Françaix’s Impromptu for Flute & Strings is a lightweight work, yet a well-written one which gives the impression that the flute is dancing above the strings for the entirety of its duration. Slight though it is, it does include a skittering solo cadenza near the end of the fast third movement, unexpectedly closing out with an “Andante poetico” movement.
The Rivier concerto is a considerably meatier piece with “rotating” chromatics underlying its harmonic base, yet exudes charm in its own way. At 1:20 into the first movement, we suddenly shift gears from the quite serious introduction to a perky theme with skittering strings complementing the flute. Wilson plays all of this with a lovely tone and fine technique if perhaps not much range of dynamics or inflections. After a quite serious “Lento sensibile,” we end with a bright, perky “Molto vivace” full of bouncing syncopations.

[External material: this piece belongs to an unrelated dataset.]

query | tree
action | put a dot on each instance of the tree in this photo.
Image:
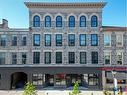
(29, 89)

Damase’s Sérénade for Flute & Strings, written in 1956 (the same year as the Rivier concerto), also starts out in a somewhat serious vein with the violas and cellos playing a sort of irregular ostinato rhythm at a medium tempo under the flute, after which the tempo doubles and we hear pizzicato strings behind the now-quite-active flute line. In the second movement, however, one’s interest wanes as the music becomes sappy, using conventional harmonies and uninteresting themes. Damase redeems himself somewhat in the third movement, where the harmonies become more interesting and the flute’s top lines are rather more inventive.
Ibert’s flute concerto is both peppy and modernistic at the same time, sort of a cousin to Shostakovich’s very popular piano concerti. The flute line remains melodic and basically tonal above an orchestral scoring that includes quite a few altered chord positions, which keep the listener on his or her toes. Wilson sounds particularly good in this piece and the BBC Concert Orchestra also plays with a great deal of brio. This cat-and-mouse game with harmony, allied to a somewhat vigorous rhythmic base, continues throughout the concerto.
In all, then, a well-played program weakened somewhat by the “classical music radio” quality of the Françaix and Damase works…but guess which ones you’ll hear on the air? No points for the correct guess!